Sorry for the stupid questions, but I want to get off on the right foot at the range.


----------



## twomode (Jun 7, 2009)

Most ranges require safety glasses even if you wear prescription glasses. I found the best fitting ones at Lowes. They carry 2-3 different styles. As for securing your weapon that question could best be answered by the range officer there. I belong to 2 ranges one indoor one outdoor. While the same rules apply, I enjoy the outdoor range much more.


----------



## Gunners_Mate (Feb 17, 2010)

if you bring them in a soft case you may want to make sure you have something like a trigger lock on the weapon. being a first timer at the range they will most likely not give you too hard of a time and tell you exactly what they expect. 

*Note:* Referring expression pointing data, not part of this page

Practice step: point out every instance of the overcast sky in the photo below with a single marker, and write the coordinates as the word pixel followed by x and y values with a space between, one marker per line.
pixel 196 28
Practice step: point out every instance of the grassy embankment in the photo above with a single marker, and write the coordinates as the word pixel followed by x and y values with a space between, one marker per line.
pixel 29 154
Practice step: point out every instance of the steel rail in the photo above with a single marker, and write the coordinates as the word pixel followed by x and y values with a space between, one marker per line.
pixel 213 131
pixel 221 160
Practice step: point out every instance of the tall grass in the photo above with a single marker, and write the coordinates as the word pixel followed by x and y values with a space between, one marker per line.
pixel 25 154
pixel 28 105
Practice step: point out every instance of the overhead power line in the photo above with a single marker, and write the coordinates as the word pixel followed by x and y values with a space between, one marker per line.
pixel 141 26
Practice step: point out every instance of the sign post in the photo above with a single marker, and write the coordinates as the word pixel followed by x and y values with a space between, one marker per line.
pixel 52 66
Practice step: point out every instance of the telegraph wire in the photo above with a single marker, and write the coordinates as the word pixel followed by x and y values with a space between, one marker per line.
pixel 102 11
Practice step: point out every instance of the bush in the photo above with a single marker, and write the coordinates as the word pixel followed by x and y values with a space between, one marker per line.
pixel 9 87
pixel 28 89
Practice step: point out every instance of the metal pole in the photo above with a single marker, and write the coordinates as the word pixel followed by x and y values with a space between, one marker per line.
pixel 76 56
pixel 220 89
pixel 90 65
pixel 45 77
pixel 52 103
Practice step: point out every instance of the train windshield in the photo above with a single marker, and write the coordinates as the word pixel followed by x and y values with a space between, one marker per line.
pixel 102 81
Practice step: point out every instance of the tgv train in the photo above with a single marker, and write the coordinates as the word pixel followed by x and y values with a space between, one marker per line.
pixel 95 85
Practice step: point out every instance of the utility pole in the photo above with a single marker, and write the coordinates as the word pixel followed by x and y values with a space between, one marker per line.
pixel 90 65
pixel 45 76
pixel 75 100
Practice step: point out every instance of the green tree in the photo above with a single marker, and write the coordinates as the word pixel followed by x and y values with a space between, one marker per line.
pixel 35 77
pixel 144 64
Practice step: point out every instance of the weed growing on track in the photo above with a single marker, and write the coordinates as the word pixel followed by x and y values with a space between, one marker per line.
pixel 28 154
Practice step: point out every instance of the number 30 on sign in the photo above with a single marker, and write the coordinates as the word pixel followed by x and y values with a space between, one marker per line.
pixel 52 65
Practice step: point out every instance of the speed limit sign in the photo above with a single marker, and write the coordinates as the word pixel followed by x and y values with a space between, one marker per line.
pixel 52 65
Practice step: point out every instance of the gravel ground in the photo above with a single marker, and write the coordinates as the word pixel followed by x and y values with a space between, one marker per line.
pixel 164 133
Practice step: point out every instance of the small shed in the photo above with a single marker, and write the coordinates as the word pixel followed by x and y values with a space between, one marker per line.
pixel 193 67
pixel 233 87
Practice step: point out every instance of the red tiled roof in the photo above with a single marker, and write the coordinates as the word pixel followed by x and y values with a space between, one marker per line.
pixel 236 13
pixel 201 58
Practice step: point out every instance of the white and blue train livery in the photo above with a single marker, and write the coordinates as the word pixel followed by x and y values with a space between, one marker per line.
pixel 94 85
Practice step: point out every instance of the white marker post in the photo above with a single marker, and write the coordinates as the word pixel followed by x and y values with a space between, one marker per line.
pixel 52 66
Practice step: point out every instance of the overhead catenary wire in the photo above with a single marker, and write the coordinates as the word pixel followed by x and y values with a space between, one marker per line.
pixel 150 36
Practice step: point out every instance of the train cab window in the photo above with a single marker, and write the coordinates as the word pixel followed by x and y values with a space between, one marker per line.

if your prescription glasses are ballistic, no, otherwise you may want to look into getting something a little more stout. keep in mind you don't want to follow the rules just because they are their, but because they are their for YOUR safety.


----------



## VAMarine (Dec 25, 2008)

joelh said:


> Hi guys, first post. Dad recently gave me his pistols (s&w mod 67 and Ruger MK 1). My wife and I have signed up for a basic handgun class at a nearby range.
> 
> The range requires that the guns come in secured. Does this mean a hard sided gun case? I have a fabric briefcase that I will be carrying ammo, muffs, ect. in and I don't know if I need a separate case for the weapons.
> 
> ...


Every range is different, call the range you plan on going to and ask them how they want things done at their range. Everything else posted here is just a good guess or "standard"


----------



## cougartex (Jan 2, 2010)

Welcome from SE Texas.


----------



## MonsterB (Oct 25, 2009)

At my range the other day I heard the counter guy tell a couple girls thier glasses would be allowable as safety glasses. They also of course require hearing protection, I use the muff type, although with certain safety glasses they can presss the ear holers into my melon ang get uncomfortable...mmy range doesnt require you to lock your guns going in, mine is loaded in its holster when I go in...as others have said, call the range, they will tell you exactly what to do.....good luck


----------